(HealthDay)—Pembrolizumab is associated with significantly longer recurrence-free survival than placebo as adjuvant therapy for high-risk stage III melanoma, according to a study published online April 15 in the New England Journal of Medicine. The research was published to coincide with the annual meeting of the American Association for Cancer Research, held from April 14 to 18 in Chicago.
Alexander M.M. Eggermont, M.D., Ph.D., from Gustave Roussy Cancer Campus Grand Paris, and colleagues randomized patients with completely resected stage III melanoma to receive 200 mg pembrolizumab (514 patients) or placebo (505 patients) intravenously every three weeks for 18 doses.

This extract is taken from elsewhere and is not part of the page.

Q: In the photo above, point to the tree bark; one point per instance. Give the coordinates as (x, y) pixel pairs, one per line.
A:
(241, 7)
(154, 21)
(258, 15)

The researchers found that in the overall intention-to-treat population, pembrolizumab correlated with significantly longer recurrence-free survival than placebo at a median follow-up of 15 months (one-year rate of recurrence-free survival, 75.4 versus 61.0 percent; hazard ratio for recurrence or death, 0.57); the correlation was also seen in the subgroup of 853 patients with programmed death-1 ligand-positive tumors (one-year rate of recurrence-free survival, 77.1 versus 62.6 percent; hazard ratio, 0.54). Overall, 14.7 and 3.4 percent of patients in the pembrolizumab and placebo groups, respectively, had adverse events of grades 3 to 5 that were related to the trial regimen. One treatment-related death occurred in the pembrolizumab group.
“As adjuvant therapy for high-risk stage III melanoma, 200 mg of pembrolizumab administered every three weeks for up to one year resulted in significantly longer recurrence-free survival than placebo, with no new toxic effects identified,” the authors write.